Negli ultimi anni l’utilizzo di piattaforme online per la vendita di oggetti e prodotti usati ha avuto un fortissimo incremento tanto che, dopo il più datato eBay, sono nati ed hanno avuto una fortissima espansione i siti come Vinted, Wollapop e Vestiere Collective; qui si possono trovare un elenco di merci davvero strabiliante che spazia dall’abbigliamento cheap ad oggetti da collezione o beni di lusso, complice anche il fatto che acquistare il “vintage di marca” è diventato oramai di moda.
Gli utenti che utilizzano queste piattaforme per creare la loro vetrina hanno sempre saputo che la vendita era sottoposta al pagamento di una percentuale sul prezzo dell’oggetto venduto, tecnicamente giustificata per finanziare le piattaforme stesse ed oltre a questo non soggiacevano a nessun altro obbligo.
Oggi invece lo scenario è cambiato e molti ignorano che esiste una regolamentazione specifica che disciplina questo tipo di commercio e, contrariamente a quanto si possa pensare, non sempre la vendita di beni personali usati è esente da tassazione.
Il 1° Gennaio 2023 è infatti, entrata in vigore una Direttiva Europea in materia fiscale che impone alle piattaforme online di comunicare alle autorità fiscali locali le informazioni riguardanti le vendite e i guadagni degli utenti.
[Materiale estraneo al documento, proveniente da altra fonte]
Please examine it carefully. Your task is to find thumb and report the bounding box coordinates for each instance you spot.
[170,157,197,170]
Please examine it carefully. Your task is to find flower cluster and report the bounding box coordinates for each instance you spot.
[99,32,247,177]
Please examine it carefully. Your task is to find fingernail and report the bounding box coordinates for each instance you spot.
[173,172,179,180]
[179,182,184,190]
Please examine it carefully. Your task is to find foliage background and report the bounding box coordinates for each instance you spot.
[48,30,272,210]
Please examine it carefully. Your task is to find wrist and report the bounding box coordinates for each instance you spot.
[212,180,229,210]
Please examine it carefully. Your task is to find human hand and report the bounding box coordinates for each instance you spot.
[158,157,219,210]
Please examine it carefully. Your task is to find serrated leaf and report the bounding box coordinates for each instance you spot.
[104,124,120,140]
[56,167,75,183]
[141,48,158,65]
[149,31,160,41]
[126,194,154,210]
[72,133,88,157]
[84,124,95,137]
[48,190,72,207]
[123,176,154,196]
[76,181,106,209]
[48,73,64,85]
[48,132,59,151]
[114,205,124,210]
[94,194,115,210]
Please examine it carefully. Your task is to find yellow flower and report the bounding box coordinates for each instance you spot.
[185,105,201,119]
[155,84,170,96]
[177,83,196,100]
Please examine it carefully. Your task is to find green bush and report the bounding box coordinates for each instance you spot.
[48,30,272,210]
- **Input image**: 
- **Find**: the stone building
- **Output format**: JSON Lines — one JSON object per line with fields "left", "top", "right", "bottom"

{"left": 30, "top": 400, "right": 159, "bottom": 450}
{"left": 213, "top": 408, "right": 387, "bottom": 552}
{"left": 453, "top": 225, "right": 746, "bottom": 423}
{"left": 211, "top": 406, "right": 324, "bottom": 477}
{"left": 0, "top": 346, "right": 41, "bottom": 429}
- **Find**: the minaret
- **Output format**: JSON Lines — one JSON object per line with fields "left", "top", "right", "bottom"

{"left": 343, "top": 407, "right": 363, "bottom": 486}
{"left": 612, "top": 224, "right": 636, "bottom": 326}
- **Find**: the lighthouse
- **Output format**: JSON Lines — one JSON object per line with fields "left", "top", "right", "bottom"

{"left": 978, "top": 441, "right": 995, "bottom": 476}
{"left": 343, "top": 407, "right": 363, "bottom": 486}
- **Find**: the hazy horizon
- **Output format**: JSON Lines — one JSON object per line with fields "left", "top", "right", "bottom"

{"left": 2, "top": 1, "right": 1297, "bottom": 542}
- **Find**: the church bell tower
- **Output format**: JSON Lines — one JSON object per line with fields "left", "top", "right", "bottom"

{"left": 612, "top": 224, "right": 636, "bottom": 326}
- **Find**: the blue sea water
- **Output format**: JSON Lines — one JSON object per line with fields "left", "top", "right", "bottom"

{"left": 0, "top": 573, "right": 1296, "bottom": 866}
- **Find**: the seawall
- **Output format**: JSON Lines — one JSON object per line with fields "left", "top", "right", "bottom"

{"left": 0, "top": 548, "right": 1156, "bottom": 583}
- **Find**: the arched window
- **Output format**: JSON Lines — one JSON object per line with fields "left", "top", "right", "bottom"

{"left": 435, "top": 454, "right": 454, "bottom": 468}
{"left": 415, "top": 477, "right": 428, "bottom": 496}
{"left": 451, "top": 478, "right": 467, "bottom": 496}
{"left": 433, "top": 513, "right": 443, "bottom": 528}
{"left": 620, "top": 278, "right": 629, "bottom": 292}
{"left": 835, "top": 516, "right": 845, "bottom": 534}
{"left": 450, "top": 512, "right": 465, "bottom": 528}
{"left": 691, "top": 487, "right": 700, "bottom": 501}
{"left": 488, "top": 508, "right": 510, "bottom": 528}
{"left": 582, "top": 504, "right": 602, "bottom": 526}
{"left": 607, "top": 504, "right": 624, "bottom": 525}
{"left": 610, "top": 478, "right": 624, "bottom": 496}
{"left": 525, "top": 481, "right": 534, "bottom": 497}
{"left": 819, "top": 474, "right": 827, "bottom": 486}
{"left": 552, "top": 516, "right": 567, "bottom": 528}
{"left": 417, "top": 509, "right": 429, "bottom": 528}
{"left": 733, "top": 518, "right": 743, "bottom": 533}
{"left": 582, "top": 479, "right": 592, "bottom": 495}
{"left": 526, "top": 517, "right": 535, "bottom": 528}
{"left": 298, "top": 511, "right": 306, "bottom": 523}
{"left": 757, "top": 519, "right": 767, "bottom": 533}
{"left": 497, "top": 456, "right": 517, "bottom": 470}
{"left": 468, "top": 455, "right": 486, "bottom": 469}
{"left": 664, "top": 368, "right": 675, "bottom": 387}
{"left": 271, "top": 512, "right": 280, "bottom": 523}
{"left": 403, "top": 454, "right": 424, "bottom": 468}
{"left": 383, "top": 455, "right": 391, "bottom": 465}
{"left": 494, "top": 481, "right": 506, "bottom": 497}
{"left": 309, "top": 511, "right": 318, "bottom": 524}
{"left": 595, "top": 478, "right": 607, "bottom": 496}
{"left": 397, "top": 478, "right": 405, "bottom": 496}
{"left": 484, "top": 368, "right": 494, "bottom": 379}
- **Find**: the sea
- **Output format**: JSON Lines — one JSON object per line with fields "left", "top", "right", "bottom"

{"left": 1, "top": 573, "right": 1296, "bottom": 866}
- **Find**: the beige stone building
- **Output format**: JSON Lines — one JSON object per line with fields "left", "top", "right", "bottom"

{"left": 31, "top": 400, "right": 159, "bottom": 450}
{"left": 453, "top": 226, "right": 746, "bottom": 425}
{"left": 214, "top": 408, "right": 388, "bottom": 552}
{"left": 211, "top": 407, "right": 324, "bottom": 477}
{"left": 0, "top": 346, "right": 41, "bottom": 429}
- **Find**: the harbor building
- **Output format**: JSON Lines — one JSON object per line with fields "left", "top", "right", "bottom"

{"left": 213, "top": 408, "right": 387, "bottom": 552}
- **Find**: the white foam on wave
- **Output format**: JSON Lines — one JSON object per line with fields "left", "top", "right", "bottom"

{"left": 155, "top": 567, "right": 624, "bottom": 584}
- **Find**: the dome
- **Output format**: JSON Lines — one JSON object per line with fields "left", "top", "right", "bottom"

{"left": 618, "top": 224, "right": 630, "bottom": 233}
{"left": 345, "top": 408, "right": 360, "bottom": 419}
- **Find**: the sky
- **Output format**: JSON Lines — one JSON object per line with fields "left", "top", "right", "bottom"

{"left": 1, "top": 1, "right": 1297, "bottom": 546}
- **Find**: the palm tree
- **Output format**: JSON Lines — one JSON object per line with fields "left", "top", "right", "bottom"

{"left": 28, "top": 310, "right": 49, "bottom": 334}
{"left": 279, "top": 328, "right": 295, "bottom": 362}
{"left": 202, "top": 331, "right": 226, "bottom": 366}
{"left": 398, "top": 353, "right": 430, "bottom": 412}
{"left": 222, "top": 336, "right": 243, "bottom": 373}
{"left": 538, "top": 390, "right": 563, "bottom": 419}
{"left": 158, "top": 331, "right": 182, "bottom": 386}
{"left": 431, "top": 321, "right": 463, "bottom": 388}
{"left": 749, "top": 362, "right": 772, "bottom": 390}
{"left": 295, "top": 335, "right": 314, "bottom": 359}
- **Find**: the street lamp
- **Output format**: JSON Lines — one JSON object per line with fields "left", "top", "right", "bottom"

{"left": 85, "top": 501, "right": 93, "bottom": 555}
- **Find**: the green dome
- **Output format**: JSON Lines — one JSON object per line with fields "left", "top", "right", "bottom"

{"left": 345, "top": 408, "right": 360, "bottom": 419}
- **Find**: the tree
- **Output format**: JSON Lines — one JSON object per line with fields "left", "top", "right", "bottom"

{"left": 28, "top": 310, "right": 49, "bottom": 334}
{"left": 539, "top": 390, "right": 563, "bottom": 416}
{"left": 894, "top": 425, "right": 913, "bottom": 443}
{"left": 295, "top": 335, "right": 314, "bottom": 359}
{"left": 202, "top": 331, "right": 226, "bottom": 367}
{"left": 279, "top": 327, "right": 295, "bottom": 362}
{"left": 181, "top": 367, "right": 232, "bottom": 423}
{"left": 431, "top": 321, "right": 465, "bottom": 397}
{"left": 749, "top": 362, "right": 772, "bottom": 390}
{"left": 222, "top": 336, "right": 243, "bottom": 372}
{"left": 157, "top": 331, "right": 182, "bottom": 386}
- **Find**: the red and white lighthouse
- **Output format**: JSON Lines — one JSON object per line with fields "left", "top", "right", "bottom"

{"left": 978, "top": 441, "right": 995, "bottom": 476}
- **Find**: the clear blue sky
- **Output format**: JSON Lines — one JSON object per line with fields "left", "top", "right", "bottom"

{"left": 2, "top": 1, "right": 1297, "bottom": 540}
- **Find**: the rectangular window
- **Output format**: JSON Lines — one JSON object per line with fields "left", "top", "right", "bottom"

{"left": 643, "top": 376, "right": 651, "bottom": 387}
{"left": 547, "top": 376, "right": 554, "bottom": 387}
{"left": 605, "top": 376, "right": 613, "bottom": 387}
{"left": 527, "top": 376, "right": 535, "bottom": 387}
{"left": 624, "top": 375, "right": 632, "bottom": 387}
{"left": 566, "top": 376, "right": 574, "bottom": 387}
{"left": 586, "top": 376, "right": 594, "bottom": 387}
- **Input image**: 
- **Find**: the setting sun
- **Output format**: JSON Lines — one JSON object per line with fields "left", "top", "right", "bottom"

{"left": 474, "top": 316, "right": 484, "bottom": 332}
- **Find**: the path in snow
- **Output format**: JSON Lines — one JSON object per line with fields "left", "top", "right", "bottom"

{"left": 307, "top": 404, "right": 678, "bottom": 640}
È un provvedimento che coinvolge anche l’Italia e che nasce con lo scopo di contrastare l’evasione fiscale.
Proprio in forza di tale direttiva, l’Agenzia delle Entrate il 20 novembre 2023 ha emesso un provvedimento con cui ha chiarito i termini e le modalità di questa comunicazione, che riguarda sia beni che servizi.
In buona sostanza, l’utente che esegue 30 vendite o più in un anno solare o che, senza superare le 30 vendite, ottiene ricavi superiori a 2.000 euro dalle vendite in un anno solare è tenuto a compilare con i propri dati un Modulo presente all’interno dei vari siti (la c.d. DAC7).
Ogni anno, entro il 31 dicembre, le piattaforme devono quindi comunicare i dati raccolti e relativi alle vendite agli enti dell’amministrazione fiscale del Paese di residenza degli utenti.
Per quanto riguarda i cittadini italiani, l’Agenzia delle Entrate utilizzerà questi dati per verificare se le vendite configurano un’attività commerciale regolare oppure semplicemente occasionale in quanto le vendite vanno considerate non abituali.
Questo per il fatto che in presenza di un’attività continuativa, idonea a generare ricavi superiori a 5.000 euro l’anno, il venditore deve aprire una partita Iva e pagare i contributi e le imposte sui ricavi o se già in possesso di partita iva, dichiarare il ricavo e pagare le relative imposte.
Eludere questo obbligo espone a sanzioni in caso di accertamento dell’Agenzia Entrate.
Chi non supera queste soglie invece non dovrà, compilare il modulo né pagare imposte sul reddito derivante dalle vendite effettuate per mezzo di queste piattaforme.
Come detto, quindi, in presenza di specifiche condizioni, alcuni utenti potrebbero essere obbligati ad aprire una partita IVA per continuare a vendere articoli usati e pagare le relative tasse in quanto soggetti ad una serie di obblighi dichiarativi e fiscali.
Se una piattaforma non si adegua con le comunicazioni e non riesce a raccogliere i dati fiscali dei venditori rischia multe pesantissime, come rischia multe pesanti l’utente che ha venduto troppo senza essersi messo in regola con il fisco.
Pertanto, è bene porre attenzione e valutare con precisione la propria attività di vendita!